Gregoriaans is de oudst bekende Christelijke kerkmuziek die, ontstaan in de eerste eeuwen van het Christendom, haast als vanzelfsprekend de Joodse traditie in zich opgenomen heeft, zowel muzikaal als tekstueel:  het overgrote deel van de teksten bestaat immers uit psalmen. En wat betreft het muzikale deel: men neemt aan dat het gregoriaans ontstaan is uit het, in de synagoge gebruikelijke, cantileren of reciteren van teksten: dat is het op een enkele toon voordragen. Het gregoriaans is vervolgens steeds rijker versierd (waarschijnlijk volgens vaste patronen, waardoor bepaalde formules regelmatig voorkomen: dat wordt 'centonisatie' genoemd).

 

De Hebreeuwse woorden 'Amen' en  'Halleluia' zijn nog overblijfselen van de Joodse oorsprong van de liturgie. Al vrij snel wordt de liturgische taal echter Grieks. Als de christenen uit de synagoge gezet zijn, en meer en meer aanhang krijgen buiten de Joodse gemeenschap, nemen ze ook steeds meer de taal aan die op dat moment de internationale voertaal is: het Grieks. Ook daarvan bestaat nog een duidelijke rest in de huidige liturgie, 'Kyrie eleison' is Grieks (Heer ontferm u).

Als vervolgens Rome het centrum van het christelijk geloof wordt, wordt de liturgische taal het Latijn. En dan ontwikkelt zich, binnen de liturgie, het Gregoriaans. In tegenstelling tot andere muziek is het Gregoriaans dus niet 'gecomponeerd voor gebruik in de liturgie', maar is 'afkomstig uit de liturgie', is zelf liturgie.

Deze zang is in de eerste plaats verkondiging van het Woord. Het gaat om de tekst en zijn inhoud. We vinden dan ook zeer veel tekst-expressie in het gregoriaans, terwijl het geen vast metrum heeft. Het is 'vrij-ritmisch', en gecomponeerd op proza  (niet op poëzie, wat gebruikelijk was in de klassieke oudheid).

 

 

Paus Gregorius de Grote, geïnspireerd door de Heilige Geest (afgebeeld als duif op zijn schouder)

 

In tegenstelling tot wat velen denken is het Gregoriaans geen 'monnikenzang"! Het Gregoriaans is ontwikkeld in de parochies van Rome.  Monniken hebben wel,  door het beoefenen ervan en vooral door het op schrift stellen, een belangrijke bijdrage geleverd aan het behoud en de verspreiding van het Gregoriaans.

 

Rond het jaar 600 bestond er reeds een veelheid van melodieuze gezangen (het zogenaamde 'vieux fond'). Toch is de naam van Paus Gregorius de Grote (590-604) er later aan verbonden: hij zou de melodieën ingegeven hebben gekregen door de Heilige Geest (daarom wordt hij afgebeeld met een duif op zijn schouder, de duif is het symbool van de Heilige Geest). In ieder geval zoveel is zeker: hij heeft in Rome een koorschool gesticht, en zijn invloed is blijkbaar dusdanig geweest dat de muziek later zijn naam is gaan dragen.  Overigens hebben pausen zich steeds uitgesproken over wat wel en niet toelaatbaar is in de liturgie, en zo een doorslaggevende invloed uitgeoefend op de bevordering van het Gregoriaans; zij hebben begrepen dat melodie zeggingskracht geeft aan de tekst.
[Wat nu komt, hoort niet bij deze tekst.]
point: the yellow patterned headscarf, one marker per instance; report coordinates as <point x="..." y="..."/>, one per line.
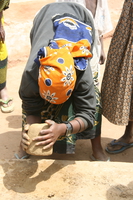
<point x="57" y="75"/>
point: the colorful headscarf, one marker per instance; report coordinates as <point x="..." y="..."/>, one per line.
<point x="57" y="75"/>
<point x="69" y="48"/>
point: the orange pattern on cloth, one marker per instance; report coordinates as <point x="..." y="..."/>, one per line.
<point x="69" y="49"/>
<point x="57" y="75"/>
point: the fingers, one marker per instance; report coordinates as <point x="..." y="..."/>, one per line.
<point x="50" y="122"/>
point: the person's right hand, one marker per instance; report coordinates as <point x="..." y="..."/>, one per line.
<point x="25" y="138"/>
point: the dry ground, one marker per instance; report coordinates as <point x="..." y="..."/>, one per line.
<point x="58" y="177"/>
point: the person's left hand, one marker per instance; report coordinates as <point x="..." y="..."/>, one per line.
<point x="49" y="136"/>
<point x="102" y="58"/>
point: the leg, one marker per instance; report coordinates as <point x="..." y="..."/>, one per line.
<point x="6" y="103"/>
<point x="97" y="149"/>
<point x="124" y="142"/>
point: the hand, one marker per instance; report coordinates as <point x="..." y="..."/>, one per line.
<point x="49" y="136"/>
<point x="102" y="58"/>
<point x="25" y="138"/>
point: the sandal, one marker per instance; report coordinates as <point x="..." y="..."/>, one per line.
<point x="6" y="109"/>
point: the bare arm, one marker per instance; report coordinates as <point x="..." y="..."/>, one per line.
<point x="2" y="31"/>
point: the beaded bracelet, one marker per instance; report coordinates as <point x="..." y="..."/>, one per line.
<point x="79" y="125"/>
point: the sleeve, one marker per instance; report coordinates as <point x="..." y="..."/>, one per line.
<point x="84" y="99"/>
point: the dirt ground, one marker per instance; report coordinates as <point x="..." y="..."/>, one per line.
<point x="74" y="176"/>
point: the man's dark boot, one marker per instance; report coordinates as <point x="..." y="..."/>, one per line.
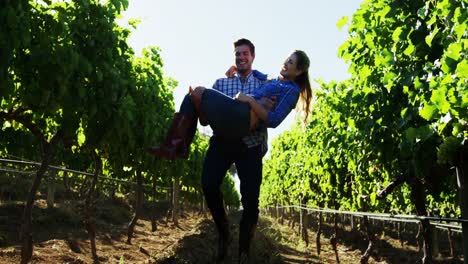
<point x="246" y="234"/>
<point x="178" y="138"/>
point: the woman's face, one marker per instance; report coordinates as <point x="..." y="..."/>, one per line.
<point x="289" y="70"/>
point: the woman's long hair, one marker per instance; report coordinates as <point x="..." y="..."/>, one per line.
<point x="303" y="81"/>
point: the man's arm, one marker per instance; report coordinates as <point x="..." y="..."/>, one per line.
<point x="258" y="109"/>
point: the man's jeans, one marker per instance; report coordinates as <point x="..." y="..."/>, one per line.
<point x="219" y="157"/>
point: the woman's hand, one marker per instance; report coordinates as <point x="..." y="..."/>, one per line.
<point x="231" y="72"/>
<point x="243" y="98"/>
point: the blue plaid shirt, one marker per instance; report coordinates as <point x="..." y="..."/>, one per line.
<point x="230" y="87"/>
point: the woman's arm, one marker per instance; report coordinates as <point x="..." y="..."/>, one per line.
<point x="261" y="112"/>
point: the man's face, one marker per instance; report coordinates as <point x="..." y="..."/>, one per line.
<point x="244" y="59"/>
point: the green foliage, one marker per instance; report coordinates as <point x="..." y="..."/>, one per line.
<point x="66" y="70"/>
<point x="403" y="109"/>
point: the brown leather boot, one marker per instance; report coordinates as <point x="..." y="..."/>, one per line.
<point x="196" y="96"/>
<point x="178" y="138"/>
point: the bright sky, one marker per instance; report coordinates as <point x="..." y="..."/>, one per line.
<point x="196" y="37"/>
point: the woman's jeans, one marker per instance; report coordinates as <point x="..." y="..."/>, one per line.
<point x="229" y="118"/>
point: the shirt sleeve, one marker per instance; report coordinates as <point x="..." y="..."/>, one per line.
<point x="216" y="85"/>
<point x="283" y="108"/>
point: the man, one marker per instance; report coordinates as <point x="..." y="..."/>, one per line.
<point x="246" y="154"/>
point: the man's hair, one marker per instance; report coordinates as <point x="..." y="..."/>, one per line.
<point x="247" y="42"/>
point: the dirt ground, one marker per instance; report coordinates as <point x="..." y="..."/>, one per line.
<point x="59" y="237"/>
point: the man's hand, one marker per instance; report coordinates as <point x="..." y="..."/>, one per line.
<point x="231" y="72"/>
<point x="268" y="103"/>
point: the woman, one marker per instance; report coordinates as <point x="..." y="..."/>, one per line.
<point x="232" y="119"/>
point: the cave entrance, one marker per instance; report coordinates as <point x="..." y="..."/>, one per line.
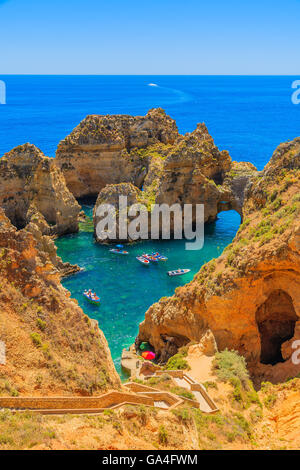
<point x="276" y="319"/>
Gedurende de hele Middeleeuwen is men beducht geweest het 'zuivere gregoriaans' te bewaren. Dat dat goed lukte moge blijken uit het feit dat, als de verschillende kloostertradities vanaf de tiende eeuw ieder op geheel eigen wijze de gezangen (tot dan toe mondelinge overdracht) gaan noteren,  de onderlinge verschillen bij nadere bestudering miniem blijken te zijn. 

 

Deze gregoriaanse gezangen nu, vormen ook de basis voor de latere meerstemmigheid; de hele westerse muziektraditie is er uit voortgekomen. 

Heleen Keller.

 

 

*)  Citaat uit: 

De Geschiedenis van de Westerse Muziek, Donald J. Grout en Claude V. Palisca, p.35-36.